The response of the EU to recent increases in oil prices should be based on the assumption that prices are likely to remain high in the medium to long term. This implies the need for structural adjustment, which needs to produce its positive effects as soon as possible. At the same time, the short term effects on some vulnerable groups should be mitigated, helping them to adjust to the new market situation.
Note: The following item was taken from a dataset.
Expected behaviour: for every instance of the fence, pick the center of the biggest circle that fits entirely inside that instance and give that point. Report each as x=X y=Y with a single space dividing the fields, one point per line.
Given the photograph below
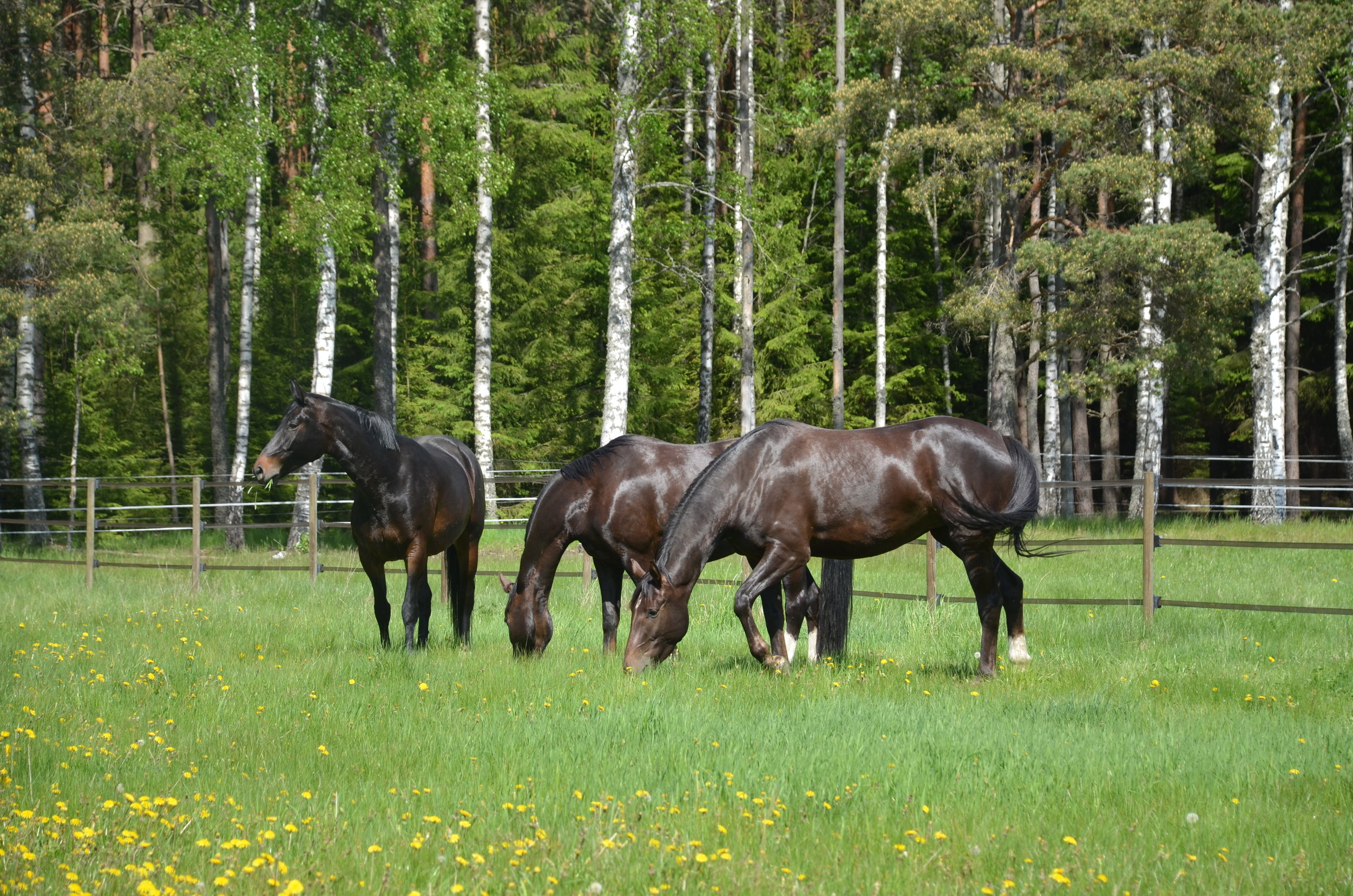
x=1151 y=542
These proposals, to be formalised in the forthcoming communication will, inter alia, recommend to the European Council to:

  • Confirm its determination to adopt legally binding measures to give effect to its 2020 targets for renewables, biofuels and greenhouse gas reductions by the end of 2008, which are essential to improve substantially energy efficiency and the diversification to the EU energy supply.
  • Step up the drive for energy efficiency in business and in private households so that quicker and greater savings be achieved in line with agreed objectives.
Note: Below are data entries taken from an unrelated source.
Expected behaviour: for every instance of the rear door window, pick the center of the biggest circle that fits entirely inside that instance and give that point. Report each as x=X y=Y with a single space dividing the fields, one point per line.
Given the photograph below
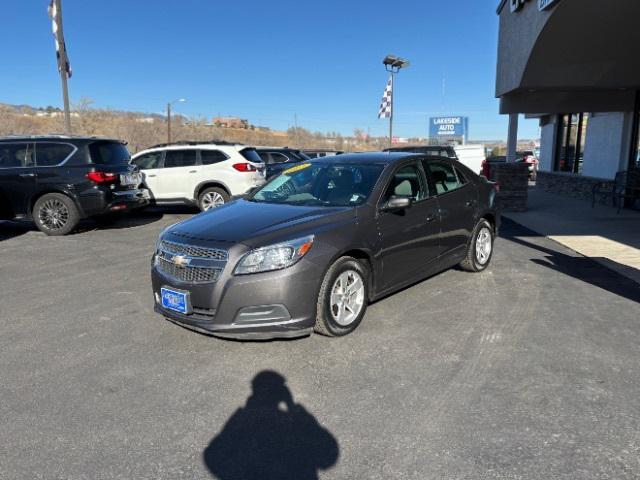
x=109 y=153
x=210 y=157
x=16 y=155
x=407 y=182
x=52 y=154
x=277 y=157
x=148 y=161
x=251 y=155
x=179 y=158
x=443 y=176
  • Note that the Commission will report on the functioning of the oil and petroleum markets in the forthcoming strategic energy review, and make proposals on the transparency of commercial oil stocks by the end of the year.
  • Note that the Commission will bring forward proposals this year to revise the energy taxation directive and the Eurovignette Directive, both of which will support the drive towards greater energy efficiency.
  • Note the Commission's intention to report in the autumn on the possible use of tax incentives, including reduced VAT rates to encourage energy savings.
  • Support the organisation of a global summit on oil markets between main oil producing and consuming countries and strengthen existing regional and bilateral dialogues in order to achieve better market access and transparency.
  • Agree that Member States could provide targeted support when justified to those households experiencing the most serious impact, while ensuring measures taken to alleviate the immediate impact of high oil prices are temporary, non-distorting and do not inhibit longer term adjustment to higher prices.
  • Agree to assist oil importing developing countries to mitigate short term impacts and to improve their energy efficiency and develop alternatives to fossil fuels through EU development.